A CONVERSÃO DE TEMPO COMUM EM ESPECIAL: MAIS UMA CONTROVÉRSIA ENTRE STJ E TNU

 

Aline Machado Weber

 

A conversão e o fator de conversão de tempo comum ou especial para obtenção de aposentadoria especial ou por tempo de contribuição são questões que ainda trazem grande controvérsia jurisdicional. Até há pouco, o INSS ainda defendia e a jurisprudência recalcitrava quanto à utilização de fatores diferenciados para a conversão de tempo especial em comum, a depender do período em que o labor foi desenvolvido. O STF, em recente decisão, foi instado a se manifestar, mais uma vez e desta feita em sede de repercussão geral, sobre a possibilidade ou não de conversão do tempo de magistério.[1]

No que toca à conversão de tempo especial em comum, já se pacificou, com acerto, tanto sua possibilidade como o fator de conversão a ser observado, o qual deve levar em conta as regras afetas ao benefício postulado. Entende-se, pois, que se aplica a legislação da época da prestação dos serviços para a verificação da natureza – especial ou comum – do tempo de serviço prestado, ao passo que a conversão se rege pela legislação da época da concessão da aposentadoria. Daí porque, caso exercido labor tido como especial e que ensejaria aposentadoria especial aos 25 anos, o fator de conversão será de 1,4 para homens – o que deduz da proporção 35/25 – e 1,2 para mulheres – também em decorrência da proporção dos 30 anos de labor necessários para aposentadoria por tempo de contribuição em face dos 25 anos necessários caso se esteja diante de aposentadoria especial -.[2]

Questão que ainda se coloca, porém, diz justamente com o exercício contrário: a possibilidade ou não de se converter tempo de labor comum, ou seja, não exercido com submissão a condições especiais, em tempo fictamente especial, para o fim de preencher os requisitos legais necessários à obtenção de benefício de aposentadoria especial.

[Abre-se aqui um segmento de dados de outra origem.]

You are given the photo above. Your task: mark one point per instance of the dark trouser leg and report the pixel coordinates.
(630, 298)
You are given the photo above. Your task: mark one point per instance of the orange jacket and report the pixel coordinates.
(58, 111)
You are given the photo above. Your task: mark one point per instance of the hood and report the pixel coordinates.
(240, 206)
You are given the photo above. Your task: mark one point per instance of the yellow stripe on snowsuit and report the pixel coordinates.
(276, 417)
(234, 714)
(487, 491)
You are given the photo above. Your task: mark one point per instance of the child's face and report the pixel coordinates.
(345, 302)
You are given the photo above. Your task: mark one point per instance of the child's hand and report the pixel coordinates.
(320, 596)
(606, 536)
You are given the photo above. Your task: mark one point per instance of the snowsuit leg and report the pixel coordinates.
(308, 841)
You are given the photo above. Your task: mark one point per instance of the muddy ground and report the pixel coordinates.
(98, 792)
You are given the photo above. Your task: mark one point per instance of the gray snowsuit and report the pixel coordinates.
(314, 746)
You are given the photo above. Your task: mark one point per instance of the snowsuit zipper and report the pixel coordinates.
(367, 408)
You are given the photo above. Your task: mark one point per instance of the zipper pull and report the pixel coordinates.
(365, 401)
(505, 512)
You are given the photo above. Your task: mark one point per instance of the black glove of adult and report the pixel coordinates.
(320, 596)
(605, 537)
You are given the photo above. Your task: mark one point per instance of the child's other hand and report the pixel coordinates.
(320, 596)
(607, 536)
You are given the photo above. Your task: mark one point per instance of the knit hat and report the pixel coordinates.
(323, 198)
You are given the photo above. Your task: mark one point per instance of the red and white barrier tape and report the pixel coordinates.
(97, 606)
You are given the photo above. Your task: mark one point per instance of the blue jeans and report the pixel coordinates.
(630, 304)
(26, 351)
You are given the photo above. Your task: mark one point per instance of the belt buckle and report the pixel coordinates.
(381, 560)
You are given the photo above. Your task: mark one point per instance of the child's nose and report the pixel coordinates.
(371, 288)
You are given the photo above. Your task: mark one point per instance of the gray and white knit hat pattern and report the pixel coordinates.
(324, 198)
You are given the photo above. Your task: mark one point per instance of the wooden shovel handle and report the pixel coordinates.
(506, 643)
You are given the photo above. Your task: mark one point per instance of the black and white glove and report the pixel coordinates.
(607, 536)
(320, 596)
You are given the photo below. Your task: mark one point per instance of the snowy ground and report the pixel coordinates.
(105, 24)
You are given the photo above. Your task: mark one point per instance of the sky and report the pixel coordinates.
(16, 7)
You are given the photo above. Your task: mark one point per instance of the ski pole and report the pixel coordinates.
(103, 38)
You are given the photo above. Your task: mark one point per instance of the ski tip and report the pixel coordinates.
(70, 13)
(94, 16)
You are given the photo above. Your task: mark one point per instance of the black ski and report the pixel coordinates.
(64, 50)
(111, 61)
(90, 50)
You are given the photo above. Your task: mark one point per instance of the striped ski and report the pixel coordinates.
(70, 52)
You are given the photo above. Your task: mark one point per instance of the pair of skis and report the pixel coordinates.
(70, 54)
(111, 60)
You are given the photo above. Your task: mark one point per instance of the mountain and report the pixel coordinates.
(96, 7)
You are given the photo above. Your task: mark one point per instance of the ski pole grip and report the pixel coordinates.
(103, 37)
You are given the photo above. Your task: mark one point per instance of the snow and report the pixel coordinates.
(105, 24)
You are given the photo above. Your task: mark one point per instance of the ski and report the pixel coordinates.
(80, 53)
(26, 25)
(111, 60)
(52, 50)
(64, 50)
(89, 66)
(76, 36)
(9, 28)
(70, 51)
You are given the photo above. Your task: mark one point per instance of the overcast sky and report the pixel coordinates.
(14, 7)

Até 1995, essa conversão “ao contrário” constava expressamente da legislação previdenciária. O Decreto nº 89.312, em seu artigo 35, § 2º, permitia tanto a conversão de tempo de serviço comum em especial e de especial em comum. Assim:

Art. 35. A aposentadoria especial é devida ao segurado que, contando no mínimo 60 (sessenta) contribuições mensais, trabalhou durante 15 (quinze), 20 (vinte) ou 25 (vinte e cinco) anos pelo menos, conforme a atividade profissional, em serviço para esse efeito considerado perigoso, insalubre ou penoso em decreto do Poder Executivo.

 

§ 2º O tempo de serviço exercido alternadamente em atividade comum e em atividade que seja ou venha a ser considerada perigosa, insalubre ou penosa é somado, após a respectiva conversão, segundo critérios de equivalência fixados pelo MPAS, para efeito de qualquer espécie de aposentadoria.

 

Da mesma forma, a Lei nº 8.213/91, na redação original do art. 57, §3º, dispunha que o tempo de serviço exercido alternadamente em atividade comum e em atividade profissional sob condições especiais que fossem ou viessem a ser consideradas prejudiciais à saúde ou à integridade física seria somado, após a respectiva conversão, segundo critérios de equivalência estabelecidos pelo Ministério do Trabalho e da Previdência Social, para efeito de qualquer benefício.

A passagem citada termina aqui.